The energetic, splashing, soldierfish – their colors flashing in the light – were the largest complement of fish to be moved yet, as the zoo’s team of aquarists – zookeepers who specialize in the care of aquatic animals – continues the massive job of moving thousands of fish and invertebrates into the Pacific Seas Aquarium.

Once all were safely bathed in fresh water and then returned to saltwater in the coolers, the race was on. Foster grabbed the handles of the cart on which the coolers sat and walked swiftly out of the North Pacific Aquarium, across the zoo, down the path into the Pacific Seas Aquarium and up the elevator to the top of Baja Bay.

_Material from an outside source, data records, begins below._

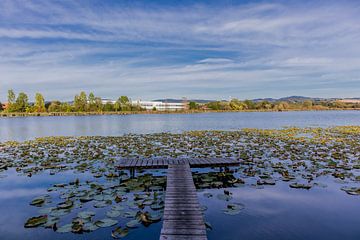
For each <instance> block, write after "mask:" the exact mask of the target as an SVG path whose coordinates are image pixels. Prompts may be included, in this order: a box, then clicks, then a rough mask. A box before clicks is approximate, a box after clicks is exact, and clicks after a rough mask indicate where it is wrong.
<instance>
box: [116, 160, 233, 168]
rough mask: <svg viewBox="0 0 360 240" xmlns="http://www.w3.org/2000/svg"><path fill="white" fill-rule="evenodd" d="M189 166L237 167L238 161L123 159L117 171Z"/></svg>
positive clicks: (119, 165) (191, 166) (190, 166)
mask: <svg viewBox="0 0 360 240" xmlns="http://www.w3.org/2000/svg"><path fill="white" fill-rule="evenodd" d="M178 164H189V165H190V167H192V168H202V167H225V166H237V165H239V161H238V160H236V159H233V158H123V159H120V160H119V162H118V164H117V167H118V168H119V169H132V168H134V169H146V168H148V169H150V168H153V169H159V168H167V167H168V165H178Z"/></svg>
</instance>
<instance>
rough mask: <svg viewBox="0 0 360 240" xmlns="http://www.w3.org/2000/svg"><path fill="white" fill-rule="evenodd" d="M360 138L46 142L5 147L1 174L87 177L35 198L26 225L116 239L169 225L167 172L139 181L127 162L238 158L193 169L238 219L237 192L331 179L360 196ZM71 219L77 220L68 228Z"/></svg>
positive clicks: (340, 133)
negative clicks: (284, 183)
mask: <svg viewBox="0 0 360 240" xmlns="http://www.w3.org/2000/svg"><path fill="white" fill-rule="evenodd" d="M359 139H360V127H357V126H346V127H335V128H325V129H324V128H304V129H300V128H284V129H280V130H264V129H243V130H239V131H191V132H184V133H181V134H171V133H157V134H139V135H136V134H128V135H124V136H119V137H101V136H96V137H46V138H38V139H35V140H31V141H25V142H5V143H1V151H0V173H6V171H8V169H16V171H17V172H18V174H19V175H23V176H28V177H32V176H34V175H36V174H49V175H57V174H61V173H63V172H69V171H70V172H73V173H74V174H75V175H76V174H78V173H86V174H87V176H88V177H87V180H84V179H82V180H80V179H79V178H76V179H74V180H72V181H70V182H61V183H57V184H54V185H51V186H48V189H47V190H48V193H49V194H48V195H43V196H39V197H37V198H35V199H33V200H32V201H31V202H30V203H29V204H30V205H31V206H32V207H36V208H38V210H39V211H38V212H39V214H40V216H37V217H33V218H30V219H29V220H28V221H27V222H26V223H25V227H44V228H52V229H53V230H55V231H56V232H59V233H64V232H74V233H83V232H90V231H95V230H97V229H98V228H100V227H111V226H115V225H116V227H115V228H114V229H113V230H112V232H111V235H112V236H113V237H114V238H121V237H123V236H126V234H128V232H129V231H136V229H137V228H141V227H142V226H148V225H149V224H153V223H156V222H158V221H161V216H162V210H163V208H164V190H165V188H166V177H165V176H164V175H165V173H164V171H163V170H159V171H157V172H156V171H154V172H151V173H150V172H146V171H137V173H136V176H135V177H134V178H132V177H131V176H130V175H129V173H128V172H127V171H121V170H119V169H118V168H117V163H118V161H119V160H120V159H121V158H136V159H139V160H141V159H142V158H174V157H182V158H211V157H217V158H220V157H226V158H234V159H237V160H238V161H239V163H240V165H239V166H238V167H230V168H222V169H218V168H214V169H206V170H198V169H195V170H194V171H193V179H194V182H195V185H196V188H197V189H198V190H204V189H211V188H213V189H223V190H221V191H222V192H221V193H219V194H215V195H214V196H213V194H211V193H207V192H204V193H203V195H204V196H205V197H206V198H213V199H216V200H218V201H224V203H225V204H227V205H226V208H225V209H222V210H221V209H219V211H222V212H223V213H224V214H227V215H236V214H241V212H242V209H243V207H244V206H243V205H241V204H238V203H236V202H234V201H235V200H234V198H233V196H232V194H231V188H234V187H253V188H255V189H261V188H264V187H271V186H272V185H275V184H277V182H278V181H284V182H287V184H288V186H289V191H290V188H291V191H301V190H297V189H308V190H309V191H312V190H313V188H324V187H326V184H324V183H323V182H322V179H324V178H326V179H330V180H333V181H336V183H338V184H339V185H340V187H339V189H341V190H342V191H344V192H345V193H347V194H349V195H352V196H354V197H355V195H360V190H359V181H360V144H359ZM4 177H5V178H6V174H1V178H4ZM1 178H0V181H1ZM344 184H346V185H344ZM348 186H351V187H348ZM204 211H206V209H204ZM99 212H100V213H101V214H99ZM45 216H46V217H45ZM65 218H66V219H69V218H70V219H71V218H72V220H71V222H69V220H68V221H67V222H66V223H65V222H64V221H63V219H65ZM119 222H122V223H121V224H120V223H119ZM119 224H120V226H119ZM109 234H110V232H109Z"/></svg>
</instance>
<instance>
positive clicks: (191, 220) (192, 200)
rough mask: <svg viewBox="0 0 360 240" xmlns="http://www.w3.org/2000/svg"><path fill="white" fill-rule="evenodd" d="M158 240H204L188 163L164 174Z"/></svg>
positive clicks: (195, 195)
mask: <svg viewBox="0 0 360 240" xmlns="http://www.w3.org/2000/svg"><path fill="white" fill-rule="evenodd" d="M167 171H168V172H167V186H166V194H165V209H164V222H163V227H162V229H161V235H160V240H206V239H207V237H206V227H205V224H204V219H203V214H202V211H201V208H200V204H199V201H198V198H197V194H196V189H195V185H194V181H193V179H192V175H191V169H190V166H189V164H188V163H185V164H171V165H169V166H168V170H167Z"/></svg>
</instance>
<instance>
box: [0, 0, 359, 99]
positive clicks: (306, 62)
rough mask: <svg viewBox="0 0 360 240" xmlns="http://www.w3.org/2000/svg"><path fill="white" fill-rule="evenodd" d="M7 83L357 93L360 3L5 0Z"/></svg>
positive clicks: (53, 91)
mask: <svg viewBox="0 0 360 240" xmlns="http://www.w3.org/2000/svg"><path fill="white" fill-rule="evenodd" d="M0 9H2V10H1V11H0V100H5V98H6V91H7V89H9V88H13V89H15V90H16V91H27V92H29V93H30V95H31V96H33V95H34V93H35V92H36V91H42V92H43V93H44V95H45V96H46V97H47V98H48V99H56V98H58V99H62V100H65V99H70V98H71V97H72V96H73V95H74V94H75V93H77V92H78V91H80V90H88V91H90V90H92V91H95V93H96V94H98V95H102V96H106V97H117V96H118V95H120V94H127V95H129V96H131V97H133V98H143V99H144V98H159V97H182V96H187V97H197V98H198V97H204V98H226V97H227V96H230V95H231V96H234V97H239V98H255V97H270V96H272V97H279V96H285V95H292V94H296V95H309V96H323V97H330V96H340V97H341V96H343V97H351V96H358V95H357V94H358V93H357V92H359V89H360V81H359V80H360V79H359V78H360V77H359V76H360V61H359V60H358V59H359V54H360V45H359V44H358V42H359V41H360V25H359V24H358V22H359V21H360V17H359V16H360V14H359V13H360V4H359V3H357V2H356V1H347V2H342V3H341V4H340V3H338V2H335V1H334V2H327V3H326V4H325V3H324V2H321V1H319V2H317V1H309V2H302V3H296V2H290V3H287V2H274V3H271V4H264V3H252V4H243V3H241V2H239V3H236V4H232V5H226V4H225V5H219V4H182V5H171V4H167V5H161V4H157V3H153V4H146V3H138V4H131V3H130V4H129V3H119V2H117V1H114V2H112V1H107V2H104V1H87V2H84V1H80V2H78V1H61V2H55V1H26V2H24V1H15V0H13V1H7V0H4V1H1V2H0Z"/></svg>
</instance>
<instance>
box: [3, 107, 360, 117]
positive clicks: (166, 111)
mask: <svg viewBox="0 0 360 240" xmlns="http://www.w3.org/2000/svg"><path fill="white" fill-rule="evenodd" d="M359 110H360V108H351V109H345V108H331V109H286V110H282V111H279V110H273V109H269V110H266V109H261V110H257V109H254V110H252V109H250V110H240V111H239V110H234V111H232V110H186V111H128V112H125V111H124V112H42V113H24V112H12V113H7V112H0V118H13V117H62V116H63V117H66V116H100V115H135V114H143V115H145V114H200V113H236V112H312V111H316V112H318V111H359Z"/></svg>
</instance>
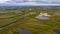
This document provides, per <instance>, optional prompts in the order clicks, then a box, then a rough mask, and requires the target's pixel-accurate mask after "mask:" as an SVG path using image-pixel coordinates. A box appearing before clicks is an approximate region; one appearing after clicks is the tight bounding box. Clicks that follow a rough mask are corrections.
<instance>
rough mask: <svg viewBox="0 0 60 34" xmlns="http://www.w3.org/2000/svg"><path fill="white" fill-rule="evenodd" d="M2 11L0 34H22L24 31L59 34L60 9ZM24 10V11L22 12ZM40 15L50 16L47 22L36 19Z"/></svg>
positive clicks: (43, 8) (52, 8) (14, 10)
mask: <svg viewBox="0 0 60 34" xmlns="http://www.w3.org/2000/svg"><path fill="white" fill-rule="evenodd" d="M3 9H4V10H1V9H0V10H1V11H2V13H0V34H20V33H21V31H19V30H18V29H21V28H22V29H23V30H27V31H30V32H31V33H29V34H48V33H49V34H57V33H56V32H54V30H55V29H58V30H60V8H10V9H7V8H6V9H5V8H3ZM22 9H23V10H22ZM40 13H43V14H44V13H47V14H49V15H50V16H45V15H43V16H44V17H48V18H49V19H47V20H42V19H39V18H36V17H37V16H39V15H40Z"/></svg>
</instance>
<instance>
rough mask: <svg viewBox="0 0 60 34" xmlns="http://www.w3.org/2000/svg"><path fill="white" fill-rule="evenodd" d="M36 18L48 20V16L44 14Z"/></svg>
mask: <svg viewBox="0 0 60 34" xmlns="http://www.w3.org/2000/svg"><path fill="white" fill-rule="evenodd" d="M36 18H38V19H41V20H48V19H49V17H46V16H37V17H36Z"/></svg>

There, the three aquarists put air hoses into the coolers to continue oxygen infusion into the water as Foster scooped water out of Baja Bay and carefully poured it into each cooler. The aim: gradually change out the water in the coolers to match the temperature and chemistry of the 77-degree Baja Bay.

As he and Bishop scooped and emptied, scooped and emptied, Johnson constantly checked the temperature of the water in the coolers. They needed to get to 75 or better to release the fish.

“We’re there!” Foster exclaimed. “Let’s release them!” His demeanor: professional with a touch of little-kid excitement.
He grabbed a net and scooped up the gorgeous red fish, walking down short stairs to a dive platform where he knelt and smoothly set the net into the water, urging the fish to swim out and away. They complied.

After several transfers, the task was complete. Ninety-three bigscale soldier fish were now at home in Baja Bay, where they were joined by 48 blueline snappers the next day. Over the next several weeks, an array of other sub-tropical fish, sea turtles Sunny and Azul, hammerhead sharks and spotted eagle rays will also enter their Baja Bay home.

“It was a good day,” Foster said. “It’s extremely satisfying to care for these animals, do the preparation for moving them, and finally to see them swimming in our beautiful new Pacific Seas Aquarium.”